Naqueles começos dos anos setenta já ouvia meu Transglobe. No modelo antigo e feioso, nove faixas, capaz de ouvir as rádios mais distantes do mundo. Por isso era fácil sintonizar a rádio Olinda e ouvir Dom Hélder Câmara. Pareciam crônicas, mas lidas com sua voz marcante em tom de conversa, os textos caiam nos ouvidos num pastoral a cada manhã que nascia. Seu jeito humilde de pregar a fé, ele que, para desespero da ditadura militar era, como disse Hermilo Borba Filho, o camarada de Deus.

E o programa tinha um belo título para quem, do alto da Sé, olhava aquele mundo de Olinda – o casario se derramando até o mar: ‘Um Olhar sobre a Cidade’. Em 1976, o editor Ênio Silveira, da Civilização Brasileira, a editora de ‘livros subversivos’, lançou uma seleção dos textos de Dom Hélder com o mesmo título do programa de rádio. Teve o cuidado de não registrar na ficha catalográfica como ‘crônicas’. Seria profano. Mas como ‘Literatura Devocional’, tal a sua grande devoção pela liberdade.

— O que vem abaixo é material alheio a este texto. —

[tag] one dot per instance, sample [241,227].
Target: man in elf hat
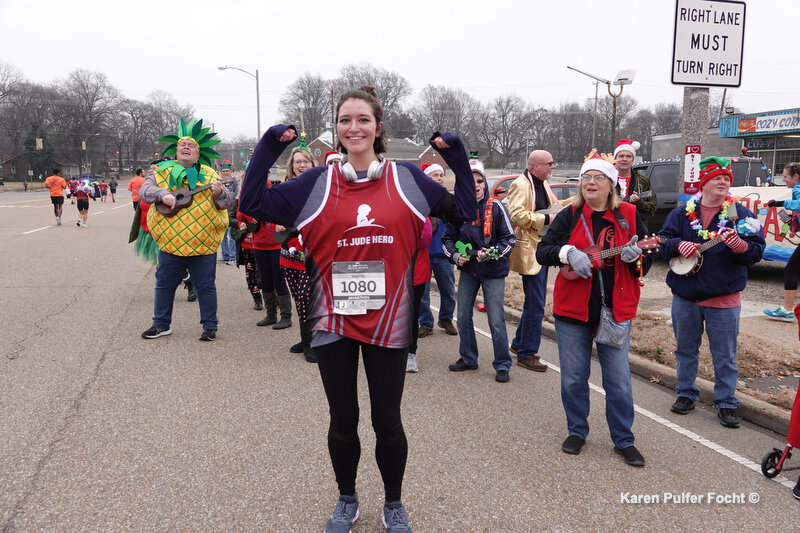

O livro morou em todas as estantes da minha geração. Na minha mora até hoje, encadernado por Seu Bandeira para esconder o que nos velhos alfarrábios os livreiros chamavam de ‘sujidade do manuseio e do tempo’. Uma convivência que longe de ser a mais antiga neste lugar de livros velhos, risca na alma os caminhos de admirações vividas. E se o silêncio humilde desta casa fosse de glória, seria tombado como patrimônio do espírito, com a sua nobreza estampada em sinete na folha de rosto.

Dom Hélder foi o divisor no movimento católico do Nordeste. Símbolo da doutrina social que fez da Igreja a trincheira de resistência pacífica e sem medo. Não foi à toa que João Paulo II, na visita ao Recife, ao ser recebido no desembarque pelos bispos nordestinos, encontrou D. Hélder Câmara na fila, ajoelhado, num grande gesto de humildade. O Papa, que lhe condenara ao silêncio obsequioso, ergueu aquele homem franzino pelos braços e beijou seu rosto como a pedir perdão em nome de Deus.

Numa das mensagens do seu olhar sobre a cidade, D. Hélder fala sobre a grande simbologia dos sinos. Mas, antes de chegar a tocá-los, e de ouvi-los de perto como a escutar voz que lhe sai do bronze a banhar as cidades nas horas do anoitecer, lembra que ficam sempre no lugar mais alto das torres. E que para chegar até a seus campanários, mesmo os mais humildes, avida que é preciso subir a escada íngreme para ser, como ele era, um sineiro das almas dos vivos e dos mortos no mistério sublime da fé.

Isso tudo, Senhor Redator, essas lembranças todas, num sábado assim, e sem motivo nenhum, foi só porque no dia de Natal fui visitar minha mãe que agora passou a morar num edifício na esquina da Hermes da Fonseca, no alto do décimo-primeiro andar. E ouvi, por coincidência, quando o sino da igrejinha do Padre João Maria, no Alto do Juruá, tocou as Trindades do Anoitecer.  Na sua humildade, derramava o sinal da fé, como no tempo das velhas aldeias. Anunciando a todos a presença de Deus.